# Mutter überdreht - was jetzt?!



## corny298 (29. Mai 2011)

Hi, ich hab neulich versucht eine Mutter von meiner ca. 30 Jahre alten Bremsen aufzumachen, dann hab ich sie aber irgendwie überdreht  
Hat irgendwer ne Ahnung wie ich die jetzt wieder lösen kann?
also nochmal: die Mutter hat keine Kanten mehr, sondern ist jetzt nahezu rund.
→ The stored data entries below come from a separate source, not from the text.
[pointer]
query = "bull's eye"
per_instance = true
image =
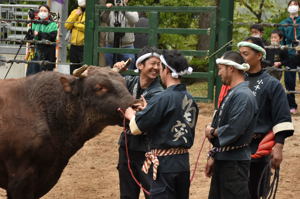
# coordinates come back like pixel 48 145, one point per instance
pixel 99 89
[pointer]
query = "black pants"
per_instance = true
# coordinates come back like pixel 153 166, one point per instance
pixel 76 56
pixel 230 180
pixel 171 186
pixel 128 187
pixel 256 172
pixel 290 81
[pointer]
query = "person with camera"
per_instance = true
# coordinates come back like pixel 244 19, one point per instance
pixel 292 39
pixel 119 39
pixel 44 29
pixel 76 24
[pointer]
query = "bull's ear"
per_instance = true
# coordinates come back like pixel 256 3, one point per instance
pixel 66 83
pixel 81 72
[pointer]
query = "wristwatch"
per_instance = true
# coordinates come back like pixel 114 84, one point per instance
pixel 212 131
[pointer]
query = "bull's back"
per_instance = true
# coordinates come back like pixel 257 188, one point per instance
pixel 17 118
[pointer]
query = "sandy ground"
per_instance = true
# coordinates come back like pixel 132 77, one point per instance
pixel 92 174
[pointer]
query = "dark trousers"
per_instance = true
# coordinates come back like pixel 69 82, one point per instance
pixel 230 180
pixel 256 173
pixel 76 56
pixel 128 187
pixel 171 186
pixel 290 81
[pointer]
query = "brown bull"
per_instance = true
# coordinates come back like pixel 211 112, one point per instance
pixel 46 118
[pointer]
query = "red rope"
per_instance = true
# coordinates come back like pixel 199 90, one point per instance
pixel 197 161
pixel 127 155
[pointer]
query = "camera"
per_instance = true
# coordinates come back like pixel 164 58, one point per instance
pixel 295 43
pixel 119 2
pixel 33 14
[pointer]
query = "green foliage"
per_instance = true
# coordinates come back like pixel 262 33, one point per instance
pixel 272 11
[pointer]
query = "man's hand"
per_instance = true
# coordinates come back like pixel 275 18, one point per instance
pixel 209 167
pixel 79 11
pixel 277 64
pixel 208 129
pixel 129 113
pixel 109 5
pixel 276 155
pixel 119 66
pixel 140 104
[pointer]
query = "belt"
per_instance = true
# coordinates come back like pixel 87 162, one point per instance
pixel 151 158
pixel 214 150
pixel 258 136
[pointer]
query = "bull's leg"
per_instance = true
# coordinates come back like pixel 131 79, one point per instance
pixel 22 185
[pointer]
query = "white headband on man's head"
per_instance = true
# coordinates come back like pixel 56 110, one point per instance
pixel 253 46
pixel 146 56
pixel 227 62
pixel 175 74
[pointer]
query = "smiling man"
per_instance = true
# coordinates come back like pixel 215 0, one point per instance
pixel 147 84
pixel 231 132
pixel 169 120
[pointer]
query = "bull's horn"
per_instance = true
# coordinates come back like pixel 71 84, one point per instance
pixel 80 72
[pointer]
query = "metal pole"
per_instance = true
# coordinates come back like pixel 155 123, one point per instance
pixel 63 32
pixel 225 19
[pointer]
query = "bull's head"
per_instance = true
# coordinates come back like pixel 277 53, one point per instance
pixel 101 91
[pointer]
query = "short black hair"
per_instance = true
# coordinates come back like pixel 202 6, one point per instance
pixel 148 49
pixel 279 32
pixel 258 27
pixel 293 1
pixel 256 40
pixel 234 56
pixel 176 60
pixel 46 6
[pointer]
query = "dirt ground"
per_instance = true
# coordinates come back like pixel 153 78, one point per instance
pixel 91 172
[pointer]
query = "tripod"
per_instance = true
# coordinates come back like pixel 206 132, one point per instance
pixel 28 36
pixel 117 37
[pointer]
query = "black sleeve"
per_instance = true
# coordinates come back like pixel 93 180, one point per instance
pixel 51 36
pixel 284 57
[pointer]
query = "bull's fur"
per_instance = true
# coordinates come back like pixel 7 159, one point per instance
pixel 46 118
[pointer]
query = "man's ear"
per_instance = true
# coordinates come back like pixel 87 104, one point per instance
pixel 67 84
pixel 140 66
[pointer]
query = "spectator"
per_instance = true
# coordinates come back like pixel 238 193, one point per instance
pixel 141 39
pixel 257 30
pixel 119 39
pixel 276 57
pixel 77 27
pixel 291 38
pixel 46 29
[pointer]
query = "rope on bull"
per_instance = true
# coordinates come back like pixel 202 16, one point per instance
pixel 30 41
pixel 41 62
pixel 264 24
pixel 35 21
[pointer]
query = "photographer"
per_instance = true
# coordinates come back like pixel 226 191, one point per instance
pixel 119 39
pixel 76 26
pixel 45 29
pixel 291 38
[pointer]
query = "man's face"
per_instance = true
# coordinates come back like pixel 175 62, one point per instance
pixel 224 73
pixel 250 56
pixel 255 33
pixel 275 38
pixel 150 68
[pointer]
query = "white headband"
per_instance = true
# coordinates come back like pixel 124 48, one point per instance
pixel 253 46
pixel 175 74
pixel 146 56
pixel 228 62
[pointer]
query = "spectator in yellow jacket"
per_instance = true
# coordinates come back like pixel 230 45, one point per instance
pixel 77 27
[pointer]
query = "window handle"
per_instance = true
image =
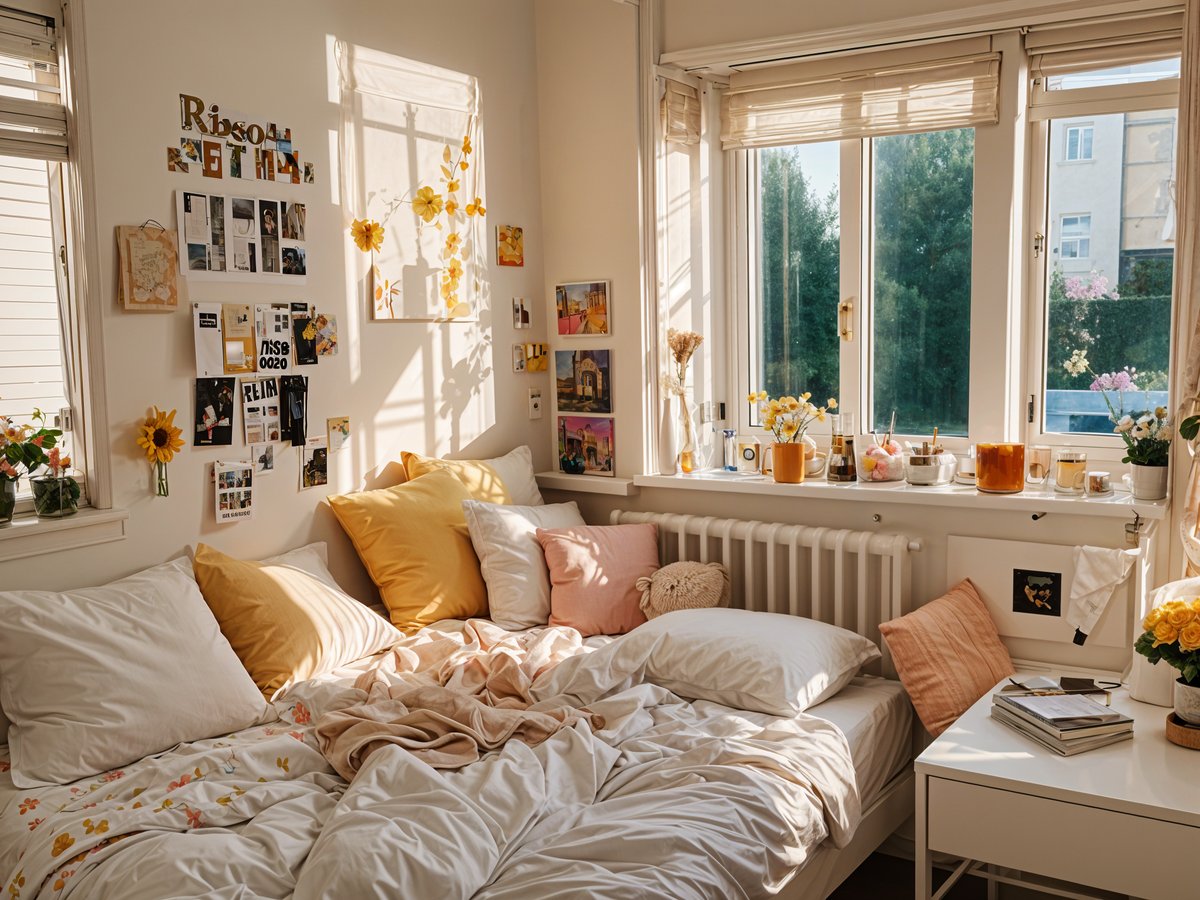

Ich kann also den Schlüssel nicht mehr ansetzen, um sie aufzumachen
Bitte verzweifelt um hilfe!


----------



## mwulf (29. Mai 2011)

Rohrzange?

Bild von dem Schlamassel?


----------



## MTB-News.de




----------



## Ruhrpott-treter (29. Mai 2011)

1.ich persönlich hatte das auch scho da hilft entweder nur gewinde ausbohren aber oft kannst du das gewinde dansch nicht mehr benutzen oder du machs im prinzip mit einem schlitz schrauben dreher und einem hammer ein neues gewinde.
2.ich dachte erst du meinst dein mutter wäre ausgetickt

P.S.:demnächst solltest du an so wichtigen stellen wo muttern hin kommen ein bisschen kupferpaste vor der benutzung der schraube in das gewinde schmieren
ride on Ruhrpotttreter


----------



## corny298 (29. Mai 2011)

danke für die schnellen antworten, ich hab ein bild, ja, weiß aber nicht wie ich das hier hochlade


----------



## corny298 (29. Mai 2011)

irgendwer eine ahnung?


----------



## corny298 (29. Mai 2011)

http://fotos.mtb-news.de/p/905043
ich hoffe das klappt


----------



## dre (29. Mai 2011)

Mutter überdreht - was jetzt?! 


Finde das Thema schon ziemlich klasse.

= Vater fragen, in der Hoffnung das wenigstens er cool bleibt.


----------



## cux5 (29. Mai 2011)

mit ner zange abdrehen
mutternsprenger benutzen
wenn zange nicht geht und sprenger nicht vorhanden schraube gleich hinter der mutter absägen ankörnen und mit nem metallbohrer ausbohren


----------



## dre (29. Mai 2011)

.. sorry das musste raus.

Wie sieht denn das Problem von der anderen Seite aus? Aber der Mutternsprenger ist schon eine Idee.


----------



## corny298 (29. Mai 2011)

kein problem  
was meinst du mit von der anderen seite?
ich denk nicht, dass wir einen mutternsprenger daheim haben


----------



## corny298 (29. Mai 2011)

mit ner zange hab ich schon probiert, das geht nicht, denkt ihr, ein mechaniker vom fahrradladen bei mir in der stadt könnte die mutter abkriegen?


----------



## MTB-News.de




----------



## mwulf (29. Mai 2011)

Hast du schon mal sowas wie WD40 ne Weile einwirken lassen?
Evtl. mal warm machen ...

Fahhradläden sind wie üblich Glückssache. Der eine Radladen hat Leute, die fast alles reparieren könne, der andere hat Leute, die zu blöd für alles sind.


----------



## corny298 (29. Mai 2011)

nein, noch nicht, versuch ich aber mal. ich geh trotzdem mal zu meinem radladen, schlimmer kanns ja eig. nimmer werden


----------



## cux5 (29. Mai 2011)

mit ner guten zange drehst du der schraube einfach das genick ab
nimm wenn vorhanden eine möglichst neue/wenig benutzte zange
die "zähne" im haltebereich sollten halt nicht abgenutzt sein
rad/gabel mit körper bein fixieren zange mit beiden händen möglichst weit hinten anfassen (hebel)
und dann ein bischen hin und her und ab ist das ding


----------